Friends come to visit. One favorite, Mrs. Virulent Olen, lives nearby and was a schoolmate and attended her wedding.
Mrs. Stowe still plays the piano "for my own amusement" although her arthritis hampers this at times.
Mildred Brown Stowe is a lovely lady. Happy Birthday!!!!
Obituary of Mildred B. Stowe
Hampton Union, August 29, 1973
HAMPTON -- Mildred B. Stowe, 86, 394 Winnacunnet Road, died Friday [August 24, 1973] at Exeter Hospital after a long illness. She was the wife of the late Orla A. Stowe.
She was born in Hampton October 8, 1886, a daughter of the late Moses and Carrie (Palmer) Brown. Mrs. Stowe was graduated from Hampton Academy with the class of 1904. She spent most of her life in Michigan and Florida, returning to Hampton eight years ago. She had been a music teacher in Hampton schools over 40 years ago.
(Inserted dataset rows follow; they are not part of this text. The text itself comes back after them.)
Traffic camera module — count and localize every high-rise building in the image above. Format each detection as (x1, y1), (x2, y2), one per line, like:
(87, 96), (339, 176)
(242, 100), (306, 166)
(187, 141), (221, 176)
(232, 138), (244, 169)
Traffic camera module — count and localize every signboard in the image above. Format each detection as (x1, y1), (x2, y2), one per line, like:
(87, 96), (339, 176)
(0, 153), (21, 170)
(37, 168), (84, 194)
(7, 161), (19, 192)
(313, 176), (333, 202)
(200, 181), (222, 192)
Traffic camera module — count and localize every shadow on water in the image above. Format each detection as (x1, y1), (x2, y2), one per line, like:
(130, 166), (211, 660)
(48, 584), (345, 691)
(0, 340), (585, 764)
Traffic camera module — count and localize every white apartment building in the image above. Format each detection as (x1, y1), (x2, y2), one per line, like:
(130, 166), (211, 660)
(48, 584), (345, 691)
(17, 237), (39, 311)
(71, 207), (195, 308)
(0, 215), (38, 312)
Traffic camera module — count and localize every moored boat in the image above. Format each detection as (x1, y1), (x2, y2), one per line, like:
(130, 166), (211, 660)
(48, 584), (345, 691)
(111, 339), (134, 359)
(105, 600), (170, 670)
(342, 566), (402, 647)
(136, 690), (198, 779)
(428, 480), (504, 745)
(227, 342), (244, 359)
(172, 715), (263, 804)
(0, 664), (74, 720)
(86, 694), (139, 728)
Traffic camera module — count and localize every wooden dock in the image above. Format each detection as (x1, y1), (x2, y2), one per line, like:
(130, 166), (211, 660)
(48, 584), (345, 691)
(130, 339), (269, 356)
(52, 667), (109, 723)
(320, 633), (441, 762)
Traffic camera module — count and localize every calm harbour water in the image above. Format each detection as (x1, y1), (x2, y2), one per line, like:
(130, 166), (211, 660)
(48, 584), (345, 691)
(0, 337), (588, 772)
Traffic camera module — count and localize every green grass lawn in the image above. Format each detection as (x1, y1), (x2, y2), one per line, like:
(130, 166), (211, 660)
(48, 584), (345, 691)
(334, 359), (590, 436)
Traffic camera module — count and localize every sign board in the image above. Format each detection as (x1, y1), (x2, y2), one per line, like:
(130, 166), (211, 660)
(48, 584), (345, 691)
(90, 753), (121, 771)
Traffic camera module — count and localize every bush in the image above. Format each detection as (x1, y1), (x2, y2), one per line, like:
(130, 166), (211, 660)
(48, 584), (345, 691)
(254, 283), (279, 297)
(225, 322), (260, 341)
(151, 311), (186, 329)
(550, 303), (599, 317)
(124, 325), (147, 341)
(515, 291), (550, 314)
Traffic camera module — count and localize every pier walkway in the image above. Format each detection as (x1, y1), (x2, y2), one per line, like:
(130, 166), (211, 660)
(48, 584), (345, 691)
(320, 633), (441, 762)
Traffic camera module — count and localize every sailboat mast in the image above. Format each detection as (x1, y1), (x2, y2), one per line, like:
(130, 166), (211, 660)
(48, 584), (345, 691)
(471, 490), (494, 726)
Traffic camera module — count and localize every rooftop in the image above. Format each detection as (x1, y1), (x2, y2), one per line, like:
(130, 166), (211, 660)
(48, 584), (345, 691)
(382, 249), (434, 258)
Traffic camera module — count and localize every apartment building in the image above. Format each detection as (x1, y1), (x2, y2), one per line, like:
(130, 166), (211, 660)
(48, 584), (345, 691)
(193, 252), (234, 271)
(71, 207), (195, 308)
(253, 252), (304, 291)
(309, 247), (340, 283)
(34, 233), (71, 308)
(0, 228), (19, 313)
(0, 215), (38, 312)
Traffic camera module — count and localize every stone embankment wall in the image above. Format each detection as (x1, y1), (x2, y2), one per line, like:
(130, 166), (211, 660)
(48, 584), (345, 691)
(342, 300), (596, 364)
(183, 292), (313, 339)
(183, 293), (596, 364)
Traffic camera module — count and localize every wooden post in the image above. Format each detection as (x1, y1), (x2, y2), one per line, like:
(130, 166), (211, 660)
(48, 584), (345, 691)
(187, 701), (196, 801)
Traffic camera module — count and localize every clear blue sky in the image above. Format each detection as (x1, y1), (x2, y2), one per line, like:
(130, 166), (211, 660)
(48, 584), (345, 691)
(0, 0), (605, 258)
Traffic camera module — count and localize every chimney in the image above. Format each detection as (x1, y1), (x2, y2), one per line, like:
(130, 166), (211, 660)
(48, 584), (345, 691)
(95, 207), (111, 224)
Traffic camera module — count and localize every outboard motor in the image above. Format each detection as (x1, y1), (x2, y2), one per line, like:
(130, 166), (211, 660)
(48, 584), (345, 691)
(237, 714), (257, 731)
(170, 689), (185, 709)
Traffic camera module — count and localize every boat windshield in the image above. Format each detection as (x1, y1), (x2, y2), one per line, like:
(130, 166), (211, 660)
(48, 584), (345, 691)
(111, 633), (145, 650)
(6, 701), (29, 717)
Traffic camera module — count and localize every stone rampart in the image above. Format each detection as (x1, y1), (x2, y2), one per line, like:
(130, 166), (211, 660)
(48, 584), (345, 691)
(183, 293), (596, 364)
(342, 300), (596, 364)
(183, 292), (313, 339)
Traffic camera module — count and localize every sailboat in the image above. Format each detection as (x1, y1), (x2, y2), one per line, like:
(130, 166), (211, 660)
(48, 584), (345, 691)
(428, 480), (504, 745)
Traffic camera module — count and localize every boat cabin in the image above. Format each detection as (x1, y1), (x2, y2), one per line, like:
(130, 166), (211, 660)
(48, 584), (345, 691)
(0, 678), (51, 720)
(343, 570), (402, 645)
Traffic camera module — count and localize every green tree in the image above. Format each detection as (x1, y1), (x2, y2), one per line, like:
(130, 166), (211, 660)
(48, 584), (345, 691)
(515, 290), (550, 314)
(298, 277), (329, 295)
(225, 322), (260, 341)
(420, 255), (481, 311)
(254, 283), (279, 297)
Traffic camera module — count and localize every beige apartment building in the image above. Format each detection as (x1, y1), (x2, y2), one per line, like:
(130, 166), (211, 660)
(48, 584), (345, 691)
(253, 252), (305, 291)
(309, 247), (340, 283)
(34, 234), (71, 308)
She is survived by a nephew, Albert B. Wright of Hampton; four nieces, Mrs. Leo Pacheco of Hampton; Mrs. Carl Walker of North Hampton; Mrs. Russell Corbin of Exeter; and Mrs. Gordon Corbin of Portsmouth; several grand nieces and nephews.
She is also survived by a step-daughter, Mrs. Rosemond Dyer of Fowlerville, Mich.
Private funeral services were conducted Monday at the Ronald A. Remick Funeral Home, the Rev. John F. Scruton, pastor of the First Baptist Church, Hampton, officiating. Committal services were conducted Tuesday at the Stowe family lot in Wright Cemetery, Iosco County, Michigan.